Selon l'article 472 du code de procédure civile, lorsque le défendeur ne comparaît pas, il est néanmoins statué sur le fond, le juge ne fait droit à la demande que s'il l'estime régulière, recevable et bien fondée.

Il résulte du dernier alinéa de l'article 954 du code de procédure civile que la partie qui ne conclut pas ou qui, sans énoncer de nouveaux moyens, demande la confirmation du jugement est réputée s'en approprier les motifs.

Aucune des parties ne remet en question les chefs du jugement ayant déclaré irrecevables les demandes présentées par Mme [W] [U] née [Z], ayant rejeté la fin de non-recevoir opposée à la demande de nullité du contrat tirée de l'ouverture d'une procédure collective, la fin de non-recevoir tirée de la prescription, et ayant déclaré irrecevable la demande relative aux frais d'enlèvement du matériel. Ces points doivent être confirmés.

Sur les fins de non-recevoir

La société BNPPF invoqué le caractère irrecevable et à tout le moins infondé des demandes en annulation des contrats, faisant état du caractère exceptionnel de la remise en cause d'un contrat par une partie.

Ce faisant, la société BNPPPF ne propose aucun fondement juridique à cette fin de non-recevoir de sorte qu'il convient de la rejeter.

Il en est de même des fins de non-recevoir visant à déclarer irrecevables, à tout le moins à rejeter les demandes visant à la privation de la créance de la banque, de dommages et intérêts, de déchéance du droit aux intérêts.

Sur la demande d'annulation de l'ensemble contractuel

Sur le moyen tiré d'un dol

M. [U] soutient à titre principal que le vendeur ne lui a pas délivré intentionnellement toutes les informations requises et lui a fait de fausses promesses de rentabilité et d'autofinancement.

Aux termes de l'article 1130 du code civil en sa version applicable au contrat, l'erreur, le dol et la violence vicient le consentement lorsqu'ils sont de telle nature que sans eux, l'une des parties n'aurait pas contracté ou aurait contracté à des conditions substantiellement différentes. Leur caractère déterminant s'apprécie eu égard aux personnes et aux circonstances dans lesquelles le consentement a été donné.

L'article 1137 du même code définit le dol comme le fait pour un contractant d'obtenir le consentement de l'autre par des man'uvres ou des mensonges, ou par une dissimulation intentionnelle par l'un des cocontractants d'une information dont il sait le caractère déterminant pour l'autre partie.

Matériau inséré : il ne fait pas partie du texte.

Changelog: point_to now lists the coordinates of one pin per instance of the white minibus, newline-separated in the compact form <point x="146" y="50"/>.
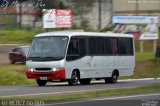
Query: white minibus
<point x="78" y="57"/>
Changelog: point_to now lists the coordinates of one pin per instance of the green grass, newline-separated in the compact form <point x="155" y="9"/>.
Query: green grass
<point x="147" y="56"/>
<point x="13" y="75"/>
<point x="103" y="93"/>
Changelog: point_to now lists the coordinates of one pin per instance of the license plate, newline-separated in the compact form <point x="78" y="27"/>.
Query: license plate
<point x="43" y="78"/>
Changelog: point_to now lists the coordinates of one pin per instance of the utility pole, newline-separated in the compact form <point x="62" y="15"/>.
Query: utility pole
<point x="111" y="10"/>
<point x="20" y="14"/>
<point x="99" y="14"/>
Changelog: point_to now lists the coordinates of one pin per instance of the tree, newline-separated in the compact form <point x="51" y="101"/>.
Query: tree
<point x="81" y="8"/>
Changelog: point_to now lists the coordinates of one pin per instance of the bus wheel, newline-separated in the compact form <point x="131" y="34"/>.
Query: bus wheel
<point x="74" y="78"/>
<point x="41" y="82"/>
<point x="113" y="78"/>
<point x="85" y="81"/>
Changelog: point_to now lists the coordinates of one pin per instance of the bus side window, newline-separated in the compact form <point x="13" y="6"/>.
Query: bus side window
<point x="73" y="48"/>
<point x="114" y="42"/>
<point x="82" y="47"/>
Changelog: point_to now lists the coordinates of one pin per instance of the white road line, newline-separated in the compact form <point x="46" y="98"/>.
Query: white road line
<point x="123" y="97"/>
<point x="113" y="98"/>
<point x="7" y="90"/>
<point x="62" y="92"/>
<point x="125" y="80"/>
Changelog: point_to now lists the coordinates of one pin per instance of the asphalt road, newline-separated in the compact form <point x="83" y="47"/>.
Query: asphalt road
<point x="137" y="100"/>
<point x="61" y="88"/>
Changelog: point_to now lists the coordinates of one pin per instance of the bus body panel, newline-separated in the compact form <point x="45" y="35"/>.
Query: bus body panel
<point x="89" y="66"/>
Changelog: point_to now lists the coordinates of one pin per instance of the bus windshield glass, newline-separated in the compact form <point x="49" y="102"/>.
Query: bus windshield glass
<point x="49" y="48"/>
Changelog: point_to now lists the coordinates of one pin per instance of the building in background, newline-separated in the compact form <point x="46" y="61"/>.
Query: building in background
<point x="137" y="7"/>
<point x="95" y="17"/>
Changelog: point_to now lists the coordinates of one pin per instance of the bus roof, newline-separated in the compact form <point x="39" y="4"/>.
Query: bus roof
<point x="72" y="33"/>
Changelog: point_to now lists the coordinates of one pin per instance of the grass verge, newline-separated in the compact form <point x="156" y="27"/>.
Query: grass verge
<point x="13" y="75"/>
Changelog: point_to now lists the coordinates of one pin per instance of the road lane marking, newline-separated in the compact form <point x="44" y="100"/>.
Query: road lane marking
<point x="123" y="97"/>
<point x="7" y="90"/>
<point x="62" y="92"/>
<point x="113" y="98"/>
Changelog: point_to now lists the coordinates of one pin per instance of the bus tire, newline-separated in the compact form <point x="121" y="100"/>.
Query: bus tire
<point x="113" y="78"/>
<point x="74" y="78"/>
<point x="85" y="81"/>
<point x="41" y="82"/>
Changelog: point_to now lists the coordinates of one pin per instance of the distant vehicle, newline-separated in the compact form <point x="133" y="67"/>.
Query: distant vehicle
<point x="79" y="57"/>
<point x="18" y="54"/>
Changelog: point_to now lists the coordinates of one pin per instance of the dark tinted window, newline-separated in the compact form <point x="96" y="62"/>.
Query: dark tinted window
<point x="125" y="46"/>
<point x="114" y="44"/>
<point x="107" y="46"/>
<point x="96" y="45"/>
<point x="76" y="49"/>
<point x="73" y="47"/>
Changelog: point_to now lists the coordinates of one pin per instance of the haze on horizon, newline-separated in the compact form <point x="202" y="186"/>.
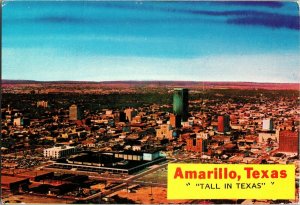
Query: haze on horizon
<point x="172" y="41"/>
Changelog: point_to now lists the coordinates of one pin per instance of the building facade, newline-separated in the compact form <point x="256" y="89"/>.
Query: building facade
<point x="180" y="103"/>
<point x="223" y="123"/>
<point x="267" y="124"/>
<point x="59" y="152"/>
<point x="75" y="113"/>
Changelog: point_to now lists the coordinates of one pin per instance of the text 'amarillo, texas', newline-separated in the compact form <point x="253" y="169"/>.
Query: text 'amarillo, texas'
<point x="219" y="181"/>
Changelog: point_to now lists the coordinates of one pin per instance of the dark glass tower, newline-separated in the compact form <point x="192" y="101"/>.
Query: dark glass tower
<point x="181" y="103"/>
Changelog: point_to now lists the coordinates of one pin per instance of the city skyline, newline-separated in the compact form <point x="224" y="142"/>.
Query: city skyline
<point x="188" y="41"/>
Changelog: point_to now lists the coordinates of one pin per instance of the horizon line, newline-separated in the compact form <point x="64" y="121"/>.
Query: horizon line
<point x="180" y="81"/>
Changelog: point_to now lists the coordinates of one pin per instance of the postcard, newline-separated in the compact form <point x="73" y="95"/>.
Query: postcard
<point x="150" y="102"/>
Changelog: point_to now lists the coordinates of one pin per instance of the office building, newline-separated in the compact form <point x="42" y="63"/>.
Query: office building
<point x="196" y="145"/>
<point x="75" y="113"/>
<point x="180" y="103"/>
<point x="43" y="104"/>
<point x="175" y="121"/>
<point x="164" y="132"/>
<point x="223" y="123"/>
<point x="268" y="124"/>
<point x="130" y="114"/>
<point x="59" y="152"/>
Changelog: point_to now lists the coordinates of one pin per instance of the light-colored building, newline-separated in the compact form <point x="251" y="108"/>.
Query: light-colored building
<point x="75" y="113"/>
<point x="268" y="124"/>
<point x="42" y="103"/>
<point x="130" y="113"/>
<point x="59" y="152"/>
<point x="264" y="136"/>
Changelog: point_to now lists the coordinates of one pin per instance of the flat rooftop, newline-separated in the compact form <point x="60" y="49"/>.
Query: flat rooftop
<point x="10" y="179"/>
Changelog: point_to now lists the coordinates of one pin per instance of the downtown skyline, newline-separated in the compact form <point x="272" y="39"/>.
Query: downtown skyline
<point x="189" y="41"/>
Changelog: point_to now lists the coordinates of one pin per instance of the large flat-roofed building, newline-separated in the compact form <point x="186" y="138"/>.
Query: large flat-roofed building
<point x="75" y="112"/>
<point x="181" y="103"/>
<point x="164" y="132"/>
<point x="59" y="152"/>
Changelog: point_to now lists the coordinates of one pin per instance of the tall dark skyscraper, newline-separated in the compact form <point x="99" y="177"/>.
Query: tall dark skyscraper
<point x="181" y="103"/>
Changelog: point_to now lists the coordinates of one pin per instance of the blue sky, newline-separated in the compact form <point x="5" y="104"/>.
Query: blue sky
<point x="197" y="41"/>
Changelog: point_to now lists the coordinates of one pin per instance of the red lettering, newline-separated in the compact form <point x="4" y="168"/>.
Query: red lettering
<point x="248" y="170"/>
<point x="255" y="174"/>
<point x="283" y="174"/>
<point x="178" y="173"/>
<point x="264" y="174"/>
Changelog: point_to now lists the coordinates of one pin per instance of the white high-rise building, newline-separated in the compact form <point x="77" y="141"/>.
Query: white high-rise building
<point x="268" y="124"/>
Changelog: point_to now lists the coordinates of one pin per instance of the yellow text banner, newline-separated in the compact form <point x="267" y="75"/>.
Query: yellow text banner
<point x="231" y="181"/>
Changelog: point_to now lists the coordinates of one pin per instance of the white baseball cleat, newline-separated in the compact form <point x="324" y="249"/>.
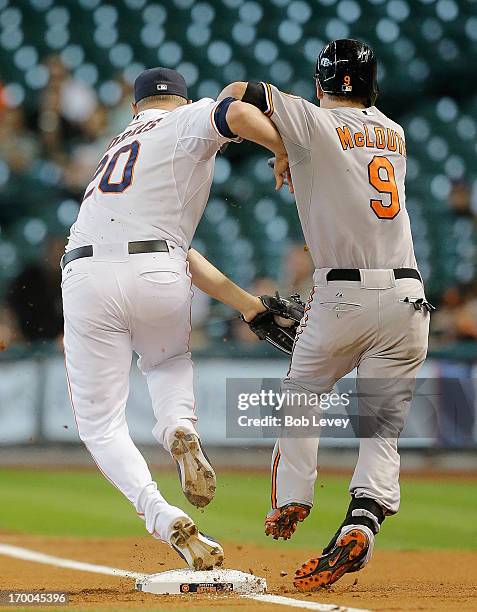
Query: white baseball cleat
<point x="195" y="472"/>
<point x="199" y="551"/>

Néanmoins, ne constitue pas un dol le fait pour une partie de ne pas révéler à son cocontractant son estimation de la valeur de la prestation.

Il est acquis que le dol ne se présume pas et doit être prouvé.

L'appelant fait état d'une réticence dolosive de la part du vendeur qui ne l'a pas pleinement renseigné quant aux caractéristiques essentielles du matériel vendu au sens de l'article L. 111-1 du code de la consommation, quant aux délais et modalités d'exécution du contrat et quant aux modalités de financement.

Pour autant, le simple manquement formel reproché au vendeur au titre du bon de commande ne saurait constituer en lui-même une réticence dolosive ou un dol, M. [U] ne démontrant aucune volonté intentionnelle de la part du démarcheur de dissimulation d'informations dont il connaissait le caractère déterminant pour le client ni l'erreur qui aurait pu en résulter. La preuve n'est au demeurant même pas rapportée de ce que la société Sweetcom Sud aurait déjà été condamnée pénalement du chef de pratiques commerciales trompeuses pour ne pas avoir remis de bon de commande régulier aux consommateurs comme l'affirme M. [U].

Il soutient encore que constitue un dol l'absence de présentation de la productivité de l'installation qu'il qualifie de réticence dolosive et soutient que le vendeur ne pouvait ignorer que l'installation litigieuse ne produirait jamais les valeurs annoncées tout en lui reprochant de ne pas donner de valeur. Il précise que les économies réalisés résultant de l'autoconsommation peuvent être évaluées à un « montant moyen de 120,88 euros soit 10,07 euros par mois » et fixe les gains de revente du surplus à la même somme en comparant les gains de production des années 2018/2019 à 2020/2021.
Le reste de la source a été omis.